同時に4つの展示会「バイオ医薬EXPO」「インターフェックス ジャパン」「医薬品原料 国際展」「ドリンク ジャパン」が開催されていたが、本研究展では約350社が出展し、大学・企業の研究者・技術者56,000名が参加。
数多くあるテーマの中から今回開催のアカデミックフォーラム セミナーにて、下記の講演内容に注目した。
岡山大学 大学院医歯薬学総合研究科 教授 高柴正悟 氏
口腔感染症と全身の健康の関係に注目が集まりつつある昨今、超高齢社会の到来に伴う口腔感染症の予防は非常に重要視されている。 現時点での主な口腔感染症の予防法は、感染源となっているバイオフィルム(デンタルプラーク)の機械的除去であり、要介護高齢者などには十分に対応できていない。応用されている化学的予防法としては抗菌剤が用いられているが、人体への副作用などの問題点も多いため、生体に安全で抗菌作用を持つ物質のニーズが高まっている。この実態を踏まえて日常の食事から口腔細菌感染症を制御し得るパウダー形態という前提条件で機能性食品を探索し、その特性を調べた。 この結果、タイムやショウガでは終濃度が10mg/mL以上で口腔バイオフィルム形成の初期に係るストレプトコッカスミュータンス菌の増殖を抑制する効果が得られたが、大豆発酵物では終濃度が1mg/mLという低濃度で菌の増殖抑制効果があることがわかり、大豆発酵パウダーは、口腔細菌感染症を制御する機能性食品となる可能性が示唆された。 抗菌作用をもつ複数の食材から検証した今回の結果は、現在、問題視されている人体への副作用、細菌の薬剤耐性、などによる長期使用の困難さという側面からみても、利点は大きいものと思われる。
高知大学 医学部先端医療学推進センター 特任教授 株式会社ナノカム代表取締役 城武昇一 氏
今回注目した「抗菌性ナノ粒子」は、耐性菌を生み出さず、環境にやさしい。手のひらでは水で手を洗っても最長6時間以上、モノに対して1週間以上の抗菌効果を持続できる検証ができており、in vitro安全性試験において目や口に入っても安全という特徴をもつ。
さらに黄色ブドウ球菌や大腸菌などの細菌に加えて、多剤耐性菌に対して抗菌活性を示す。
この「抗菌ナノ粒子」は、細胞壁の糖鎖ペプチド表層と親和性が高く、「抗菌ナノ粒子」が吸着した局所部分に対して細胞壁の合成を阻害する。吸着していない面で細胞壁は成長するが、吸着面(接合局所)とのアンバランスな成長により、内圧を保持できず、菌が自己融解を起こす。薬剤耐性菌も破裂するため、耐性菌を生み出さない。
汗などに含まれる分解酵素で分解されるまで何度でも融菌作用が継続するため、水で洗っても手のひらで最長6時間以上、抗菌効果が持続できてしまう。保存に関しても室温で3年半、抗菌活性が変わらず取り扱いしやすい。既に購入できる製品もあるが、生体・環境に対する安全性の高さからもネイルの防菌、化粧ローションのオールフリー化商品が新発売され、幅広い用途の商品開発が進んでいる。詳細な関連情報は、こちら
骨や歯の主要な無機成分(ミネラル)であるハイドロキシアパタイトの生体分子吸着性に着目し、ハイドロキシアパタイトをナノオーダーで人工合成した材料「ナノアパタイト」を基盤とした新しいタイプの生体組織用接着材を開発した。

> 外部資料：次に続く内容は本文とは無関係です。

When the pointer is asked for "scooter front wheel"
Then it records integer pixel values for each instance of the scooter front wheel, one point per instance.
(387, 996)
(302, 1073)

この「ナノアパタイト」は、ハイドロキシアパタイトの粒子形態や粒子隙間の大きさをナノオーダーで制御したものであり、軟組織と即時的に接着できる特性を示し、医療現場での利用されているフィブリン系接着材と比べて2倍以上の高い接着力を示す。この接着メカニズムの中では、生体分子の吸着、吸水による濃縮、液架橋の形成などがポイントになる。
「ナノアパタイト」をコーティングした生体吸収性高分子フィルムも開発されており、生体組織との接触面積を増やすためにナノアパタイトはブラシ状の形状となっている。このコーティング法は従来法よりも低温で可能であり、広範囲の基材に「ナノアパタイト」はコーティングが可能である。 既にハイドロキシアパタイトは歯磨剤や人工骨、基礎化粧品などで使われているが、今後、想定される用途としては、口腔粘膜用デバイス(センサー、薬物徐放、唾液回収など)、合成ハイドロゲル用接着材(シーリング材や吸湿材の固定など)などがあげられる。 従来、外科手術などでは、傷を処置するために縫合糸が使用されていることが多い。一方で迅速かつ簡便に使用でき、強い接着強度と生体親和性を併せ持つ生体組織用接着材の開発が切望されている。生体軟体組織以外にも水を含むハイドロゲル全般に接着できる「ナノアパタイト」は、このニーズに応え得るものといえるであろう。
日本を含む50ヵ国以上の国で食品添加物として使用されている乳酸菌由来の抗菌ペプチドであるナイシンA。 作用機構としては、細胞膜上のlipid II(細胞壁前駆体)に付着した後、細胞膜に形成された孔(膜障害性)を通じた細胞内物質の流失によるものである。酸性領域で最大活性を示し(中~アルカリ性領域では不溶化により活性減)、グラム陽性菌のみに効果を示す。これらのことから中性pH域における効果的なナイシンの利用法として溶液にエタノールを使用することが有効であることを見出した。 このエタノール・ナイシン溶液を食肉にスプレー噴射・浸漬し、抗菌持続性および保存性を検討した結果、エタノール単独での噴射では、まったく効果がなかったが、この溶液の噴射・浸漬を実施したところ、乳酸菌、大腸菌などのグラム陽性・陰性いずれにも相乗抗菌効果をもち、食肉表面菌の低減・殺菌に有効で、食味試験においても大きな影響はないことがわかった。また、使用時に溶液として混合し、遮光、4℃以下で少なくとも4ヵ月以上、抗菌活性が持続することも確認できている。
2017年6月に「除菌剤、除菌方法及び除菌キット」(特願2017‐109215)を申請しており、家庭から食品製造現場・調理器具だけではなく、医療機器などへの活用も期待されている。